Another major obstacle of immunotherapy in solid tumors is the immunosuppressive TME. Solid tumors are composed of infiltrating stromal cells and immune cells in addition to malignant cells. In pediatric cancer, tumor-associated macrophages and myeloid-derived suppressor cells (MDSCs) are two of the most prominent infiltrating cells. MDSCs produce immunosuppressive factors such as interleukin-10 (IL-10), prostaglandin E2, and TGF-β. To overcome these limitations, combination of adoptive T cell therapy with checkpoint blockade or depletion of suppressive factors in the TME have been explored in preclinical and early clinical studies. Recently, B7-H3 has been emerging as a potential therapeutic target that engages both tumor and stroma cells in the TME. The strategy that targets B7-H3 to destroy the dual-compartment in the TME is attractive for treating multiple childhood cancers as well as other adult solid tumors.

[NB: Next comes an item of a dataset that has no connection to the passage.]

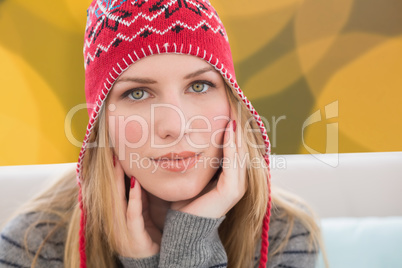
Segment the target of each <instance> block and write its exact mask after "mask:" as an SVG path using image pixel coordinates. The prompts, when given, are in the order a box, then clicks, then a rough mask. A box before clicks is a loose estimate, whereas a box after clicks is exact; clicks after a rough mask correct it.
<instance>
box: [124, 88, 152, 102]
mask: <svg viewBox="0 0 402 268" xmlns="http://www.w3.org/2000/svg"><path fill="white" fill-rule="evenodd" d="M145 94H148V92H146V91H145V90H143V89H134V90H132V91H130V93H129V94H128V97H129V98H130V99H132V100H142V97H143V96H144V95H145Z"/></svg>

In the field of immunotherapy, the pediatric cancer cells can gain resistance to the monoclonal antibody by losing expression of the target antigen. This is also the case for resistance of CD19-targeted CAR T cells. In other cases, neutralizing antibodies have been identified against the therapeutic antibody, which reduce its pharmacokinetics and response. While it is challenging to develop a “magic bullet” solution to these obstacles, combination therapy targeting different antigens and/or distinct immunological mechanisms may provide more effective strategies, and ultimately will increase patient survival and improve life quality for children with cancer.